Minimax Voice Clone

MiniMax Voice Clone is a state-of-the-art voice synthesis and cloning pipeline from MiniMax. It turns a short reference clip into a reusable voice ID, then uses MiniMax Speech models to generate speech that closely matches the speaker’s timbre, accent, and style. The system is built on the MiniMax Speech-02 and Speech-2.6 families, which deliver high-fidelity, multilingual, low-latency TTS for production use.

Now we also supports MiniMax’s latest generation models: Speech 2.6 HD and Speech 2.6 Turbo.

Key Features

High-Fidelity Voice Cloning Generates speech that is perceptually very close to the reference speaker, with natural prosody, clear pronunciation, and stable timbre across long passages.
Few-Second Voice Adaptation Uses a learnable speaker encoder to extract timbre from just a few seconds of audio, enabling fast, zero-/one-shot voice cloning without transcription.
Emotion and Style Control Exposes parameters for speaking rate, pitch, loudness, and emotion, making it suitable for storytelling, dialogue, gaming characters, and branded voices.
Multilingual & Cross-Lingual Output Supports dozens of languages (30+ in Speech-02 and 40+ in Speech-2.6 on WaveSpeedAI), with robust accent control and smooth code-switching between languages.
Low-Latency Inference Speech-02-Turbo and Speech-2.6-Turbo are optimized for real-time scenarios, with end-to-end latency in the sub-second range and < 250 ms reported for 2.6 in typical interactive settings.

Use Cases

AI voiceovers for YouTube, TikTok, and other content platforms
Personalized digital assistants and customer-service bots
Audiobook and podcast narration in a specific, consistent voice
In-game characters, VTubers, and interactive story experiences
Assistive speech applications for users who have lost or cannot safely use their natural voice

Model Overview

MiniMax Voice Clone is built around a neural TTS pipeline with:

A speaker encoder that extracts a compact voice embedding from a short reference clip
A text-to-audio generator (Speech-02 / Speech-2.6 HD or Turbo) that conditions on both text and the voice embedding
Optional controls for language, pace, pitch, and emotion

This design combines the clarity of studio-grade TTS with flexible voice cloning, making it suitable for both offline content production and real-time agents.

How to Use

Upload or paste your reference audio
- In the audio field, upload a short, clean voice clip (or paste a direct URL). Around 5–20 seconds of speech without background music works best.
Set custom_voice_id
- Choose a new, descriptive ID (for example: Alice-001).
- This ID must be unique across your account.
- If you reuse an existing ID when creating a new clone, the request will fail with a “voice clone voice id duplicate” error.
Select the speech model: Such as speech-02-hd.
Enter the output text
- In the text field, type what you want the cloned voice to say.
Example: “Hello! Welcome to WaveSpeedAI. This is a preview of your cloned voice.”
Run the job
- After it finishes, you can replay and download the audio.
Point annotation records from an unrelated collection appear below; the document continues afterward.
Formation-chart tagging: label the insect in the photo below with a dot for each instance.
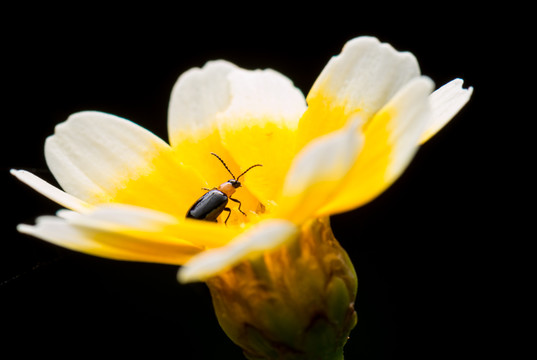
(214, 201)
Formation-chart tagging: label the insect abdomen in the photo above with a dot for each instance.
(209, 206)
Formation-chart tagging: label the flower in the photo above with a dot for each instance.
(128, 191)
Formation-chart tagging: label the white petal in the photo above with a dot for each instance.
(197, 96)
(364, 76)
(265, 236)
(390, 142)
(262, 95)
(93, 154)
(318, 170)
(51, 192)
(117, 232)
(445, 104)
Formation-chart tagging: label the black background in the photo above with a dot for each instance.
(427, 281)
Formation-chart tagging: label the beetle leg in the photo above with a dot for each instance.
(228, 215)
(237, 201)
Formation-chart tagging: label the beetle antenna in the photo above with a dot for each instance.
(222, 161)
(248, 170)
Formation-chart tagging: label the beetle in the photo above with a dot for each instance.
(214, 201)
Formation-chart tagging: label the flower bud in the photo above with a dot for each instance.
(296, 302)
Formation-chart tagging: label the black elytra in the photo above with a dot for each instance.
(214, 201)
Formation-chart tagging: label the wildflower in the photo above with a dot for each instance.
(281, 285)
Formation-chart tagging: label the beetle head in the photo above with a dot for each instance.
(235, 183)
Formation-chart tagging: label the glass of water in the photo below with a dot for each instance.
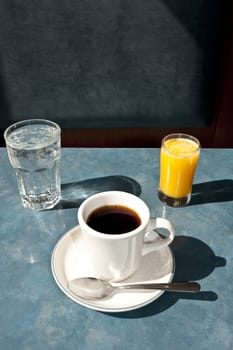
(34, 150)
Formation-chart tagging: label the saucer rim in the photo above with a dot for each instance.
(89, 304)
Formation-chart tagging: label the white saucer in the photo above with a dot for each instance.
(69, 262)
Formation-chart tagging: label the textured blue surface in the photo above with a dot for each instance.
(35, 314)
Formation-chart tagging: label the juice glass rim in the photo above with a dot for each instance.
(181, 136)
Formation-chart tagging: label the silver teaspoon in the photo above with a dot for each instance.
(94, 288)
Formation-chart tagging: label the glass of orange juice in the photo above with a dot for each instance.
(179, 156)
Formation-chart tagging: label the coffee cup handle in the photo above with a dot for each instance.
(153, 240)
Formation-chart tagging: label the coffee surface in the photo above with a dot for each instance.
(113, 219)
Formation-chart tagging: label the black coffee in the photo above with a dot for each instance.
(113, 219)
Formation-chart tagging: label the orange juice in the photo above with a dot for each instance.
(178, 160)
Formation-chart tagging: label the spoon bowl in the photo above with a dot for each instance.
(94, 288)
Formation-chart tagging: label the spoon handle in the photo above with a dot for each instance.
(173, 286)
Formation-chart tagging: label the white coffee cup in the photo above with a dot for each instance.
(117, 256)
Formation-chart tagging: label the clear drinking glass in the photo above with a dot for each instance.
(179, 157)
(34, 151)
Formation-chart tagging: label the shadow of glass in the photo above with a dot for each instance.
(212, 191)
(73, 194)
(194, 260)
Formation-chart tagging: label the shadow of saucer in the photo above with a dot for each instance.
(194, 260)
(73, 194)
(212, 191)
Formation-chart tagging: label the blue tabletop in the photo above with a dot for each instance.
(35, 314)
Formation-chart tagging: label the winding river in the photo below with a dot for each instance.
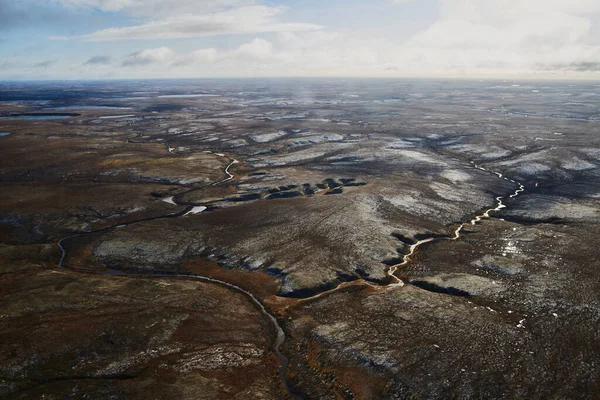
(280, 335)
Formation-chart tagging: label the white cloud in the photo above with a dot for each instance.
(160, 55)
(250, 19)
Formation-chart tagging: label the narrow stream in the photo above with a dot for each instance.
(456, 233)
(280, 335)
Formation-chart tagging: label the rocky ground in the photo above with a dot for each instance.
(288, 196)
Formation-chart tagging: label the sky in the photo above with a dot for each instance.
(121, 39)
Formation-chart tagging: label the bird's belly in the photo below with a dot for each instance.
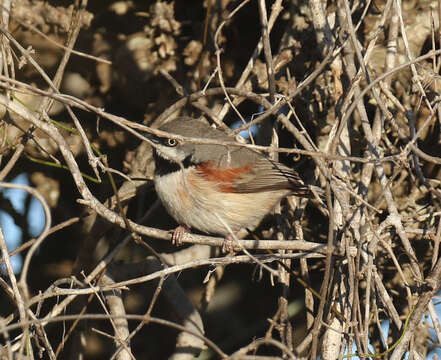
(199, 204)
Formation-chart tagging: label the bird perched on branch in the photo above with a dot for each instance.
(217, 189)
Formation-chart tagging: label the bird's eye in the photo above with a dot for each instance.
(172, 142)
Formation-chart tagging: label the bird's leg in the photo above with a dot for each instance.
(178, 233)
(227, 246)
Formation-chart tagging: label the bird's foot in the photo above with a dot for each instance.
(178, 233)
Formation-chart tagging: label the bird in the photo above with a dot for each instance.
(215, 188)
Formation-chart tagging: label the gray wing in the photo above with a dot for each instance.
(267, 175)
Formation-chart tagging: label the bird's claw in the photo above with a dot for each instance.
(178, 234)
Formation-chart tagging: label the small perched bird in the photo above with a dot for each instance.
(217, 189)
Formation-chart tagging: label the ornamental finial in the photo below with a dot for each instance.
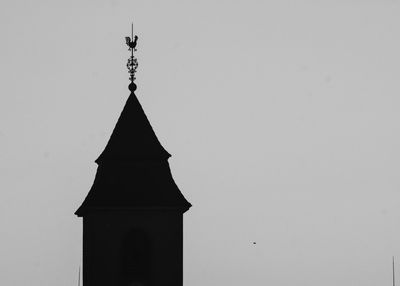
(132, 61)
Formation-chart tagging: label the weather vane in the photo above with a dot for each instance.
(132, 61)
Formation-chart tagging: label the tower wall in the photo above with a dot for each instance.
(135, 246)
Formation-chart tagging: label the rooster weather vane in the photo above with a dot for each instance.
(132, 61)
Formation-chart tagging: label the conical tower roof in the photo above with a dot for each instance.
(133, 170)
(133, 138)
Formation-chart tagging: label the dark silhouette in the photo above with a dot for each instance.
(133, 213)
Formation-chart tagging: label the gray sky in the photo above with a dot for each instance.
(282, 118)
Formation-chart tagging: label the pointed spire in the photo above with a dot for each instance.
(133, 171)
(133, 138)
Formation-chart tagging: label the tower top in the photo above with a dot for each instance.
(133, 171)
(132, 64)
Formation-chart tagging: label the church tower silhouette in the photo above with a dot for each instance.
(133, 213)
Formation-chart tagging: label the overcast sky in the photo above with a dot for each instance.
(282, 118)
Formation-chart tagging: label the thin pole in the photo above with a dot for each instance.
(393, 270)
(132, 37)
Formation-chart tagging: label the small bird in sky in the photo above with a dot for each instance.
(130, 43)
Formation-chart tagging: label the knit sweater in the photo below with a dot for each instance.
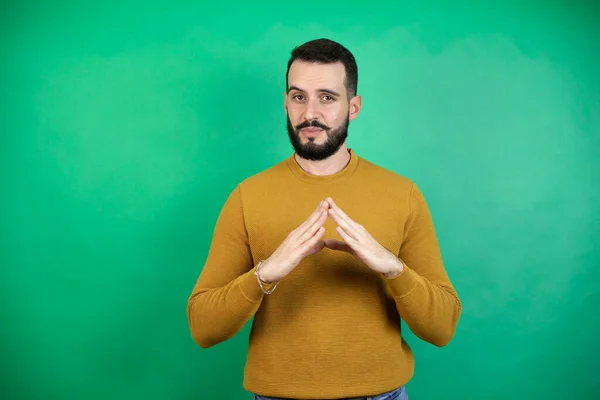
(331, 329)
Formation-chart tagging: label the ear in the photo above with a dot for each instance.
(355, 106)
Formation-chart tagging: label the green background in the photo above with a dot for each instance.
(124, 127)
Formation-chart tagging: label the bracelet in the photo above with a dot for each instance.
(260, 282)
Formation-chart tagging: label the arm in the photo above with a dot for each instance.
(424, 295)
(226, 294)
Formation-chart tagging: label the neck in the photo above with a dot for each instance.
(334, 164)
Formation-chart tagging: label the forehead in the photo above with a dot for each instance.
(313, 76)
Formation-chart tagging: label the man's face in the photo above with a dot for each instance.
(318, 110)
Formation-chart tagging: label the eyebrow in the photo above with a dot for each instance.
(328, 91)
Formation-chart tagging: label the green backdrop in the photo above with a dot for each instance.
(124, 127)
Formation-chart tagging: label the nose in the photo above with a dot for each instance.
(311, 111)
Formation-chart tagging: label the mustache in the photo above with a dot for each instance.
(314, 124)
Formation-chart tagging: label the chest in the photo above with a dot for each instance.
(271, 220)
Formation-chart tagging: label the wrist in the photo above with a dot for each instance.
(264, 273)
(395, 270)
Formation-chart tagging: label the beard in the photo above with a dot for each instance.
(316, 152)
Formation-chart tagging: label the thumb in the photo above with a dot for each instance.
(337, 245)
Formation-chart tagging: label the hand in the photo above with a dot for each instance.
(359, 243)
(302, 242)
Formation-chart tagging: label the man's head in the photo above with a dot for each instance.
(320, 99)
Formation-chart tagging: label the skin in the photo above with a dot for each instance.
(317, 92)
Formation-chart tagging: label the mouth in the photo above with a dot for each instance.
(311, 132)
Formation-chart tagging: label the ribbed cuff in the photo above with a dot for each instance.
(404, 283)
(250, 288)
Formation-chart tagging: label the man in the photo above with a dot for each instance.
(328, 252)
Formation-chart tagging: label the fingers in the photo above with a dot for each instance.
(314, 244)
(313, 229)
(316, 216)
(350, 241)
(337, 245)
(339, 217)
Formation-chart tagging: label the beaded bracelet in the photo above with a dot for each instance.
(260, 282)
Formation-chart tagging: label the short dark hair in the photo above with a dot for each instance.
(325, 51)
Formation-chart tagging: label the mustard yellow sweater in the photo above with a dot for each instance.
(331, 329)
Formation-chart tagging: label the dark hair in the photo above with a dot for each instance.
(325, 51)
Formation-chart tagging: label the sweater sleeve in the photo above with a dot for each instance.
(425, 298)
(226, 294)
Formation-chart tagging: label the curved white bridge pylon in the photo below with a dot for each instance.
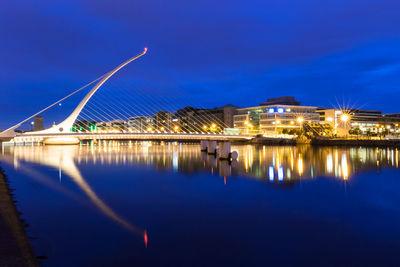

Optional: Enable enhancements

Turn on need_noise_reduction if your reference audio has background noise.
Turn on need_volume_normalization to even out volume differences.
Adjust the accuracy slider if available: higher values make cloning closer to the reference, lower values make it more forgiving to noisy audio.

The custom_voice_id you used is now available for reuse in the supported MiniMax speech models.

Price

Just $0.5 per run!

Supported Speech Models on WaveSpeedAI

Your cloned voice IDs can be used directly with the following MiniMax speech models on WaveSpeedAI:

minimax/speech-02-hd – high-definition, studio-quality TTS
minimax/speech-02-turbo – low-latency version for real-time use
minimax/speech-2.6-hd – next-gen HD model with improved realism and 40+ languages ([WaveSpeedAI][5])
minimax/speech-2.6-turbo – ultra-low-latency model for interactive agents ([Replicate][3])

Voice ID Persistence (Important)

To keep your cloned voice reusable in the long term:

Any new voice ID must be used at least once with one of the MiniMax speech models above (02 HD/Turbo or 2.6 HD/Turbo).
If a voice ID is created but never used in a speech generation request, WaveSpeedAI can only retain it for 7 days. After 7 days of inactivity, the ID and its associated embedding are deleted and can no longer be called from our API.